Zwar will die Landeskirche rund 150 Mädchen und Jungen aus der stark betroffenen Gomel Region eine Erholungszeit im eigenen Land ermöglichen. Dennoch könnte die Zäsur verstärken, was bundesweit bereits seit langem gilt: "Über die Jahrzehnte ist das Engagement vielerorts zurückgegangen oder ganz eingeschlafen", sagt Nolte. Viele der bisherigen Gastgeber seien im Großelternalter und Nachwuchs schwer zu finden, da heute oft beide Partner berufstätig sind. "Prognosen zu treffen, wie es weitergeht, fällt schwer."

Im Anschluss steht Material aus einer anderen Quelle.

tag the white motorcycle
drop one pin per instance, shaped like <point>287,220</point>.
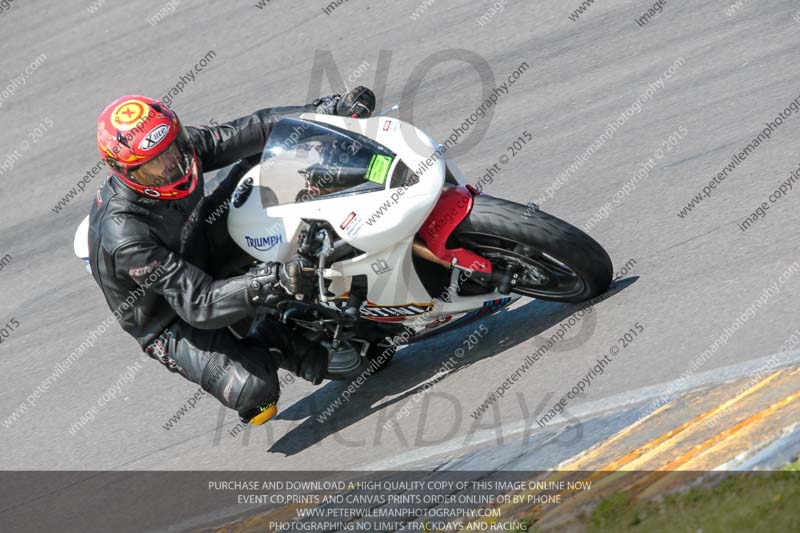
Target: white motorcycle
<point>404,248</point>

Bei manchen allerdings, die sich seit wie Barbara Koll von Beginn an engagieren, hat die Tschernobyl-Hilfe Lebenswege geprägt. Der frühere Sozialdiakon Paul Koch aus Schöppenstedt ist zum Mahner vor den Gefahren der Atomkraft geworden. Zuletzt haben er und andere, das eine Petition an das Bundesamt für Strahlenschutz geschickt. Sie kritisieren, dass die Behörde es nach dem Reaktorunglück im japanischen Fukushima 2011 für denkbar hält, dennoch Wettkämpfe der olympischen Spiele dort stattfinden zu lassen. "Das kann doch nicht wahr sein!", empört sich der 73-Jährige.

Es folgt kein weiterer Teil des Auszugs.